Ventsei gave the baby to Kim. “I’ll explain when I get back.”
Kim jerked her chin at Grandmother Bear. “And perhaps you’ll explain that, too.”
“That, too,” Ventsei agreed. He went down the hall to the closet to retrieve a camping lantern and another jacket.
By the time he returned, the kitchen door stood open. His mother sat on the floor, her hands over her eyes. Kim hugged the baby close, but didn’t say a word. She only kissed him on the cheek with lips as warm as the Rose Valley in June.
Both Milena and Grandmother Bear were gone, and two sets of footprints led away from the house.
To hike back into the park by moonlight was to step into a black-and-white photograph. Ventsei found Milena and Grandmother Bear at the edge of the bridge that led back to his homeland and his childhood.
Milena had her back to him, one hand stroking Grandmother Bear’s head. “I should never have come.”
Ventsei moved to stand next to her. “Not true. My heart dances, knowing that you survived. And you don’t have to leave.”
“This place has its own spirits.” She’d shed his coat. The dark feathers along her arms were tipped silver with starshine and ice. “My mountains and my forests are on the other side of that bridge, and the old country needs the samodivi.”
“And what about you, Baba Metza?” he asked.

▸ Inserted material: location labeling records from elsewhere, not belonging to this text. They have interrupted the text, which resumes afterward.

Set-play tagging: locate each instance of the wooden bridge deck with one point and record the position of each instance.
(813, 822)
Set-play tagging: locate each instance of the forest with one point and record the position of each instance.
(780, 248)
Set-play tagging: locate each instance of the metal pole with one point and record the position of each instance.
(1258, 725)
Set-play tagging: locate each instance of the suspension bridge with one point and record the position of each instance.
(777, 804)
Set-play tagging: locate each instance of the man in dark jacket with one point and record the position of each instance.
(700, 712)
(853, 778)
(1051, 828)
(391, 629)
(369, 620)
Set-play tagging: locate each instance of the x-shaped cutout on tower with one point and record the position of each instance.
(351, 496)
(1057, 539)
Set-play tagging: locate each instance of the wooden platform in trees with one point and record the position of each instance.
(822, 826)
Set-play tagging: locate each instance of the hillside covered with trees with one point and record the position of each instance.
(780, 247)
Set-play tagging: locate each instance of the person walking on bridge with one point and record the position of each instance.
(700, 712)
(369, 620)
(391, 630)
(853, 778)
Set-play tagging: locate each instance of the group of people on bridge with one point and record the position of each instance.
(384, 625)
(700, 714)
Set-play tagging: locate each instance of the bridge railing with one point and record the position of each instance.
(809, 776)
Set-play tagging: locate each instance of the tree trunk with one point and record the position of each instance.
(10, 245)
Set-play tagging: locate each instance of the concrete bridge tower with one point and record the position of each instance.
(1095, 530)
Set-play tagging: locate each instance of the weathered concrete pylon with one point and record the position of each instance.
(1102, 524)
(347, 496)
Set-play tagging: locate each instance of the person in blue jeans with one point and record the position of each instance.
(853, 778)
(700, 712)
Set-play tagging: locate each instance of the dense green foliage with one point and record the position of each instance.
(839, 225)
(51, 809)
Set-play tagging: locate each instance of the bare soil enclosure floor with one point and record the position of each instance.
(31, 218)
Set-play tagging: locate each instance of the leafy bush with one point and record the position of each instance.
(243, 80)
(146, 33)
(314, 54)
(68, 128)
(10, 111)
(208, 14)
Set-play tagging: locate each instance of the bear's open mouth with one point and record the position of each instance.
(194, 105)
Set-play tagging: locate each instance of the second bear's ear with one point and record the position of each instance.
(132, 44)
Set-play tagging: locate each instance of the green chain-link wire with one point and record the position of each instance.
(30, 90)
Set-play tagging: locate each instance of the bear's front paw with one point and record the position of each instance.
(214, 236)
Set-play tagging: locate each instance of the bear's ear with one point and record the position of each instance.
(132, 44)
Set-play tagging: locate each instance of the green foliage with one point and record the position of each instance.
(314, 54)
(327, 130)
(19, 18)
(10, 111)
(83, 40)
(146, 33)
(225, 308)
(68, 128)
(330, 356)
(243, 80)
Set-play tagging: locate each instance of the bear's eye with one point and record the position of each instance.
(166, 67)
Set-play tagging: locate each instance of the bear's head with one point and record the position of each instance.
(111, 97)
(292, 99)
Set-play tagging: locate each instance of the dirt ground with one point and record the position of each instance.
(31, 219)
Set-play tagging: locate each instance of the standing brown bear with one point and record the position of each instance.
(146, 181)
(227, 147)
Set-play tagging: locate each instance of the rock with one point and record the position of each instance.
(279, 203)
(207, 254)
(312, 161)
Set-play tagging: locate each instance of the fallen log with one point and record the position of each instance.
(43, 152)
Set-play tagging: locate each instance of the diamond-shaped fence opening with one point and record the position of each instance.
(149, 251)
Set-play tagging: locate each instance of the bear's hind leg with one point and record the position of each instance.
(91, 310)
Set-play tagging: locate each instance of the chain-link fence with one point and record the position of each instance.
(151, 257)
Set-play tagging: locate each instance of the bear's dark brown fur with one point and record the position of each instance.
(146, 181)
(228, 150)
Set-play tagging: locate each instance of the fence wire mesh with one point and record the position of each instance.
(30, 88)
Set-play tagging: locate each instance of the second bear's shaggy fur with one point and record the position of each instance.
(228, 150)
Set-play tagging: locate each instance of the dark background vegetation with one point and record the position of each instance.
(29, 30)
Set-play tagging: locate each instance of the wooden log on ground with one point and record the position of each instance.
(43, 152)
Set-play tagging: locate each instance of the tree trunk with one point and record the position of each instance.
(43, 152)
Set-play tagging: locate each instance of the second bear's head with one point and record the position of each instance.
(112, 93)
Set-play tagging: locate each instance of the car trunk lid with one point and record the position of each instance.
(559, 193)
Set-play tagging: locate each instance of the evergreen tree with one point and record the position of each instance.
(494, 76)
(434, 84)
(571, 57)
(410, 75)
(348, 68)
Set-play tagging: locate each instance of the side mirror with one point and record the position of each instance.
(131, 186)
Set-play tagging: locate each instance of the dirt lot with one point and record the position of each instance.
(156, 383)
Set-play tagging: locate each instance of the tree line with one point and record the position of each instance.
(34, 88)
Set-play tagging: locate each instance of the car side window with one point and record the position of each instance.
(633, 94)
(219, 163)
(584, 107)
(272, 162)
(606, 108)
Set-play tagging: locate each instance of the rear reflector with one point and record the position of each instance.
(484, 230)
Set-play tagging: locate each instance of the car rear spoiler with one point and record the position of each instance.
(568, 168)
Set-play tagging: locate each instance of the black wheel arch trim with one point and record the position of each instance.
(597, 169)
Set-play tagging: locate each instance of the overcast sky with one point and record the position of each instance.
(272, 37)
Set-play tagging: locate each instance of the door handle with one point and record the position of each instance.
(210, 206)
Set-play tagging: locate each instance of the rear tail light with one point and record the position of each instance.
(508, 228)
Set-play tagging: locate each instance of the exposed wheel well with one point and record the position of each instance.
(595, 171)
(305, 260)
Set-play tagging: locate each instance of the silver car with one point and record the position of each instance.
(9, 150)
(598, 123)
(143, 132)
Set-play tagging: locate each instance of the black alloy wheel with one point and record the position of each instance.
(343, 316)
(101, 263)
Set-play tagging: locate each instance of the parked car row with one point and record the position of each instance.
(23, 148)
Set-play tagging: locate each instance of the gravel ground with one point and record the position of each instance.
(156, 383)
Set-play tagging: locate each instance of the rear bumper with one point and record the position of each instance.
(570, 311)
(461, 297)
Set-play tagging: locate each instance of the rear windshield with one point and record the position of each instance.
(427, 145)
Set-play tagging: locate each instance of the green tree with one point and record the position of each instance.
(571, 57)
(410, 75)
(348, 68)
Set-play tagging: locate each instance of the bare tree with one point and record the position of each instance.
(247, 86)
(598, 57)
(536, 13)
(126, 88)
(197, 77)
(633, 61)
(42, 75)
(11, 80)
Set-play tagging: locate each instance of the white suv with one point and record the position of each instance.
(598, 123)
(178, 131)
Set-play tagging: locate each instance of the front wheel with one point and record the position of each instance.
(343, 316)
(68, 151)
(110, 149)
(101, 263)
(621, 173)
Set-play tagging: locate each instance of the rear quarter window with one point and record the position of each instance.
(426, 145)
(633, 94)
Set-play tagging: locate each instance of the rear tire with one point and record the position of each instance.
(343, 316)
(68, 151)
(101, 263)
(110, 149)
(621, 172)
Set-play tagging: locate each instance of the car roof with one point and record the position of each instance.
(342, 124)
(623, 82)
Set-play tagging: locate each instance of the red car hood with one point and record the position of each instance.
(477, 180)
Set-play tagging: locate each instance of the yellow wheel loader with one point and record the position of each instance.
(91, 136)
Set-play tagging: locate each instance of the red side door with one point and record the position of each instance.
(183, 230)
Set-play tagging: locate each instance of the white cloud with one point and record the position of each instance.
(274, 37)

“I don’t see why I can’t stay a while.” Grandmother Bear sat on her haunches and studied the claw marks high in the trees. “When Damascena gets old enough, she can visit me in this forest.”
“Will you get married again?” Milena asked in her little-girl voice. “Will you wear your veil?”
“I am already married,” Grandmother Bear reminded them, “and too old to wear white.” She unwound the hidden scarf and offered it to Milena. “Take my veil back with you, find a use for it. Wear it in good health.”
Milena put it on with a laugh; the spidersilk and woodland lace covered her with a layer of frost. “I will that.”
Ventsei found his voice. “Take something back for me too.”